The article will show that the role is typically inhabited by someone who is a “generalist” – knowledgeable-but-not-expert in a wide array of topics and business tasks. On the other hand, this person has a deep, end-to-end relationship with Digital Analytics data – from its definition in relation to business questions all the way up to presenting and explaining it to the consumers of the data.
For the purposes of this site, “Digital Analytics” refers to the industry concerned with the data that is generated as Users visit websites and use smartphone apps.

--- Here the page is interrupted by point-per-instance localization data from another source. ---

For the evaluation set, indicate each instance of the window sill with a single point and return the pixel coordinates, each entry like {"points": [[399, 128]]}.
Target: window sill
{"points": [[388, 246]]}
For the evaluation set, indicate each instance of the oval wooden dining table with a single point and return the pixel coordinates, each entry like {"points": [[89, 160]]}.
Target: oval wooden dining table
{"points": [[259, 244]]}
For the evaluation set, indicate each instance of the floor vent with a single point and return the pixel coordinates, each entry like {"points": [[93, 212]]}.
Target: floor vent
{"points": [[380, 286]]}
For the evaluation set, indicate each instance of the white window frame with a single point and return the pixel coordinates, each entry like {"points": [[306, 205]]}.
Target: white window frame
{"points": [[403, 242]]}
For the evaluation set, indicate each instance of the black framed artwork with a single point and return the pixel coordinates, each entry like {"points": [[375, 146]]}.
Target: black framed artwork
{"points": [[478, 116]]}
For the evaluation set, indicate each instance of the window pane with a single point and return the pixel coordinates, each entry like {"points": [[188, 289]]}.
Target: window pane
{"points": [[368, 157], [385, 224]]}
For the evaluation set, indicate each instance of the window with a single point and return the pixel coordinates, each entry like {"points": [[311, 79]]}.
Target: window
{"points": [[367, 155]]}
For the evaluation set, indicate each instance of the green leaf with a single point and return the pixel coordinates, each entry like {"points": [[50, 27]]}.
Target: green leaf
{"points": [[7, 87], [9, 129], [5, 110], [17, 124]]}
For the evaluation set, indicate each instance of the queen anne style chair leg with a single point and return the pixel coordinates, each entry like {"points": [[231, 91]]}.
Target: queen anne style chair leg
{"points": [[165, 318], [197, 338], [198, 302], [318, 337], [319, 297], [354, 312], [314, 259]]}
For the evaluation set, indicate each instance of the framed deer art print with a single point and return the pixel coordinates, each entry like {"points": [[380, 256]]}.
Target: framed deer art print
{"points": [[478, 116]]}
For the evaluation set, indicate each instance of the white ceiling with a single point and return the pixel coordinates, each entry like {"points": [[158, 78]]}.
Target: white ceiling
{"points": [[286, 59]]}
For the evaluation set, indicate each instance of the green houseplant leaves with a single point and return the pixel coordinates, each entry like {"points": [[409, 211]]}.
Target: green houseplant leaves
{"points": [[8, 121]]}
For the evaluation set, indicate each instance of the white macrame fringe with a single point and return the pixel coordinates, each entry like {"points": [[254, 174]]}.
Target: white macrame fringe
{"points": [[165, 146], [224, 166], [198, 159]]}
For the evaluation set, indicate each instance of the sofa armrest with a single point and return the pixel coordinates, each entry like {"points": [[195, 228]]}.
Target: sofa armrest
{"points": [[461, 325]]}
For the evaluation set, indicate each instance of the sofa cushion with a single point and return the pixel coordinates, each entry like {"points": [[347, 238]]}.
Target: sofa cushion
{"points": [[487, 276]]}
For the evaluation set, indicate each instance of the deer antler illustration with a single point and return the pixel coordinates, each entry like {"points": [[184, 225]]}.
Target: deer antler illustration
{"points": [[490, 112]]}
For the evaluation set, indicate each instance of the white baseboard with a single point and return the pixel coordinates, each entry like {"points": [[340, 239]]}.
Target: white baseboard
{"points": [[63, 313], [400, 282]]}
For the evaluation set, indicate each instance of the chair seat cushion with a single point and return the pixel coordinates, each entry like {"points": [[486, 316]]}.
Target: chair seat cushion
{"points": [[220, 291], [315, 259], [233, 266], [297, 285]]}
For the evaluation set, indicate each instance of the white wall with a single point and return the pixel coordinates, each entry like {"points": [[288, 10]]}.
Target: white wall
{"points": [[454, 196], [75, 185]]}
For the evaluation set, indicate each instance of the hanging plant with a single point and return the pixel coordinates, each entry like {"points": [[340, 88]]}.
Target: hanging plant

This industry revolves around the collection and exploitation of Digital Analytics data.
“Digital” vs. “Web”
This is a good point at which to note that “Digital Analytics” and “Digital Analyst” are the updated terms for “Web Analytics” and “Web Analyst”. The move from “web” to “digital” primarily serves to show the role nowadays encompasses apps, not just websites.
Digital Analytics Data
Digital Analytics data is collected, primarily, to provide a way of describing Users’ behaviour and their experience when using these websites and smartphone apps.
There are other, much more niche, sources of Digital Analytics data – Internet of Things (IoT) devices, set-top boxes, information kiosks, and so on – that the content on this site does not address.
Generally speaking, a Digital Analyst is someone whose job involves using Digital Analytics data to produce reports and analysis that lead to insights into how a website or app is performing. Ideally, these insights can be leveraged to identify improvements to the website or app that can be measured and quantified using Digital Analytics data.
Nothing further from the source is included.